Aydın Aydın
FIKHI olmayan toplum hiç bir şekilde güç değildir.
Bu yuzden atlarını itlerini nallamis olarak fikhimiza saldırıyorlar. Adi hocaymis profmus suymus buymus hepsi hikaye… Hepsi düşman askeri…
Bilesiniz de.. FIKHI OLMAK nasıl bir şey? Bir de ona bakalım…
FIKHI OLMAK şöyle bir şey…
Mezheplerin tümüne göre halife KUREYŞ’ten olur. Başkası olmaz. Olur diyen kufre girer.
Ancak… Osmanlı Kureyş olmadığı halde sultan aynı zamanda Halife idi. Kendileri Abdülhamit rahmetli’ye kadar halife unvanını kullanmadılar ama gücünü kullandılar.
Güçlü de oldular.
Mezheplerin hepsine göre yanlış bir durum vardı ama müslümanlar bu halde güçlü idiler.
Ingilizler “Halife Kureysten olur. Başkasından asla olmaz…” cümlesini keşfettiler ve aynen şimdiki “Biz sizi kurana çağırıyoruz” diyen hocalar gibi hoca dilleri ile bunu yaydilar. Kitaplardaki yerini de bu hocalar çok da kolay gösterdiler. Böylece Osmanlının gücünü ıslamın bir kaidesi ile kırdılar.
Dikkat edin.
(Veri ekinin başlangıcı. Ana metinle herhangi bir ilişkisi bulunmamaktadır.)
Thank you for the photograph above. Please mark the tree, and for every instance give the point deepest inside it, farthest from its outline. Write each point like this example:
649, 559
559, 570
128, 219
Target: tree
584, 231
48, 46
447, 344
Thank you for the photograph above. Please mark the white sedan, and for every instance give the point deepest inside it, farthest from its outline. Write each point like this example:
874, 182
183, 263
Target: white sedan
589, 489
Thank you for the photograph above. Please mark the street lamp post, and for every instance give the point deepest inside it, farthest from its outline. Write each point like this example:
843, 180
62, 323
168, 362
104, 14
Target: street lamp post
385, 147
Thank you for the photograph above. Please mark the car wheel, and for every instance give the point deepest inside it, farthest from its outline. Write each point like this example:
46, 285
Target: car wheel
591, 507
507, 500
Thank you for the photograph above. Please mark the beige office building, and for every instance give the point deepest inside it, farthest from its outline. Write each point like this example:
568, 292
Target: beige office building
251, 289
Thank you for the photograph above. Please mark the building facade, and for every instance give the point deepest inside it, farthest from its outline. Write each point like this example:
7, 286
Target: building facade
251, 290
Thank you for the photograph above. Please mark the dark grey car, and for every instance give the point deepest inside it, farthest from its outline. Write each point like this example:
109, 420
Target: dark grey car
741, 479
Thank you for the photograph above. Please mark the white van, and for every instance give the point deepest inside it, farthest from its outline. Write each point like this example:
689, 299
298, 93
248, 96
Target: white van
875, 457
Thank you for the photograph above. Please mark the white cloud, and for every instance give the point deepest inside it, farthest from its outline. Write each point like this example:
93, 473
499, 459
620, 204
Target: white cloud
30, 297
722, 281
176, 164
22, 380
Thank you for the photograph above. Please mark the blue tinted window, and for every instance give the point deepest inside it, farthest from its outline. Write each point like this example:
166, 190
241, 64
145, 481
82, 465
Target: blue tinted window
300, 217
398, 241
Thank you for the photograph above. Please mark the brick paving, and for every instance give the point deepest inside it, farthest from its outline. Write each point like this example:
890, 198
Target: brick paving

Müslümanların birliğini ve ortak aklını islama ait bir kaide ile zayiflattılar.
Islam ile müslümanları vurdular.
Abdülhamit biraz da bu zorunluluk sebebiyle hilafet sancagini açıp kullandı. Müslümanları böylece uyarmak istedi.
Şimdiii..
“Bulduk bulduk” diye ortak akla saldıran ne kadar hoca, prof vs varsa biliniz ki hepsi bilerek veya bilmeyerek aynı ıngiliz aklının bir soytarısı olarak ortaya çıkıyorlar.
Müslümanları birlikten ve ortak kabullerinden piyasaya hitap eden metinler veya vaazlar yoluyla koparmaya çalışmak islam gayreti ile asla izah edilemez.
Mevcut düzeni hiç bir halde ve kimsenin toplayamayacagi ve toplanamayacak şekilde dağıtmak dusman bütün gizli servislerin görevidir.
Bu göreve yardımcı olan herkes o gizli servislerin askerleridir.
Bizim askerlerimiz değiller… Bilesiniz.